Chapter 8: Early war years, school evacuations and call-up - Page 5 of 6

RockeryWhen the day came the Old Man sent the Senior Master to take charge, he himself staying with those children who preferred to risk the bombs yet to come.

“God help you if you let those children get onto any train that is not going to Helston. You will have me to deal with – so stand firm,” he said. So for four hours the Senior Master and the school stood firm against all pressure from police and station staff. In the end the right train came in and they embarked. Many, many London schools were sent to Cornwall that day, but we were the only one that got to the right place.

Peter and I had arranged to share a granite house with the French teacher, Mr Betts, his wife and three-year-old son. Some of the teaching took place in Helston Grammar School and some in church halls. If I needed to know where Peter was, all I had to do was to step outside the front door and ask the first passer-by. They always knew.

Down in Cornwall rationing meant very little. Our milk came from Jersey cows and was literally half cream. There was a solid fuel Cornish stove in our shared kitchen. We skimmed off the cream and left it on the back of the stove to turn into Cornish clotted cream with its delicious buttery-yellow crust.

Every morning a fisherman called with a large basket of fish. Each night he would let his nets down over the cliffs at Porthleven, the nearest fishing village, and each morning he would fill his basket with whatever he had caught and call round to his customers. Many of the fish I had never seen before, but he would advise on cooking methods. He also fished for crabs with crab pots and these he boiled. If you put a live crab into cold water and slowly bring it to the boil the crab stays whole. If you are soft hearted and kill them quickly by dropping them into boiling water they “shoot” their large claws where most of the meat is. He must have been soft hearted because for a penny or two I could buy a delicious large claw full of white crab meat.

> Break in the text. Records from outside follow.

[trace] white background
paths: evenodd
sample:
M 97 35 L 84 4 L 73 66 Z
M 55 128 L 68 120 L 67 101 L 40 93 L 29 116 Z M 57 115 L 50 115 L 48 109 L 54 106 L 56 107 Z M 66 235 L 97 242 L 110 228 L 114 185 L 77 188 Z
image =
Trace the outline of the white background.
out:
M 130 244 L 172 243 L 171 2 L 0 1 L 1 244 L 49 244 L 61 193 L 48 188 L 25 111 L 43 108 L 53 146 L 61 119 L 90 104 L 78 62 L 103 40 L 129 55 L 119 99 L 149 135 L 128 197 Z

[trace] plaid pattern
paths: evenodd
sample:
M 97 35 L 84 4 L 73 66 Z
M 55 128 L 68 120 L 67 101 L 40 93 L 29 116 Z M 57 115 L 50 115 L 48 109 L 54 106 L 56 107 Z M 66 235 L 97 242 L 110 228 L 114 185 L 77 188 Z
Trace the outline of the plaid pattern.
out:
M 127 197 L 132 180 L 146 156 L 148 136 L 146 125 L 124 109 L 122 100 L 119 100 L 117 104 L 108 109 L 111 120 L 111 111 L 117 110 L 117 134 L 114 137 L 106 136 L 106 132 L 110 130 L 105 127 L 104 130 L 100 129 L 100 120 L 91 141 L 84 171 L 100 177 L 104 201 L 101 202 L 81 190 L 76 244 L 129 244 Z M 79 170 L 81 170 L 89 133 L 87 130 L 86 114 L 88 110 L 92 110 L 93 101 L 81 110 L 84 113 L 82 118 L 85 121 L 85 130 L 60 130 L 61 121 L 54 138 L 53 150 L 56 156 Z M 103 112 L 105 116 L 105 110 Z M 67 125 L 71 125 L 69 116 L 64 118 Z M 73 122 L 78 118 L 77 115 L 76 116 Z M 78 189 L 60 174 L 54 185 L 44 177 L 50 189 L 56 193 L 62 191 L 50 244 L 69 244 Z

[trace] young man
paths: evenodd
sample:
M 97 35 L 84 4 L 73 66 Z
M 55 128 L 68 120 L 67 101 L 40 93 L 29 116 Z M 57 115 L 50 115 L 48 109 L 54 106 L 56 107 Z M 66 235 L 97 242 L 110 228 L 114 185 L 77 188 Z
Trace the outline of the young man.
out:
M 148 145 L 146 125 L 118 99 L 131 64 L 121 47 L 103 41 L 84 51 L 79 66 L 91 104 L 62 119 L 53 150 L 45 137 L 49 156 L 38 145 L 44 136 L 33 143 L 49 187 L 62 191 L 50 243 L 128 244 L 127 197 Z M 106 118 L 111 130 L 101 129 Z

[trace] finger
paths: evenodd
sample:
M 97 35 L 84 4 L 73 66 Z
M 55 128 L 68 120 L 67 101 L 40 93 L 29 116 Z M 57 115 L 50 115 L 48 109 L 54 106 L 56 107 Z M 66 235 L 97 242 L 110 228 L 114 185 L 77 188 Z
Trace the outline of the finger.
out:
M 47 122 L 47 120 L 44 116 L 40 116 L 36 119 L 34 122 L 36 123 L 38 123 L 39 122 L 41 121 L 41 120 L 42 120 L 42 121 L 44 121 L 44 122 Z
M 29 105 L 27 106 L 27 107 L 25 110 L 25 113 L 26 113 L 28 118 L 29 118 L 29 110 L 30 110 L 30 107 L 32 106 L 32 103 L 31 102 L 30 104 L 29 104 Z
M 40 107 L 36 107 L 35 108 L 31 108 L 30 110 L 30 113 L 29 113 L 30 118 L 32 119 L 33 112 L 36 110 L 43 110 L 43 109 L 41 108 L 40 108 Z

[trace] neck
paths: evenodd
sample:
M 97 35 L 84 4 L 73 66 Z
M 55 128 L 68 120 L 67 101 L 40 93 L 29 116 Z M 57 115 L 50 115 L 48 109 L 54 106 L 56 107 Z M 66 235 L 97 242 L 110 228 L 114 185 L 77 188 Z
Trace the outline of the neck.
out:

There was a dairy just up the road where one could buy eggs off the ration, lard with which to make lardy cake, unrationed rabbits, chickens, Cornish pasties, and saffron to make saffron cakes. I learnt to cook them all in the side oven of that stove. Although we shared the kitchen there were no problems. Mr Betts was a vegetarian and ate mainly lentils and Mrs Betts cooked very little. Young David Betts had already learnt to make early morning tea for his parents, and somehow never scalded himself. Mr Betts had been brought up to go into the Air Force and when he announced that he was going to university to read French instead his father disowned him, so he had financed his way through college on his Bridge earnings.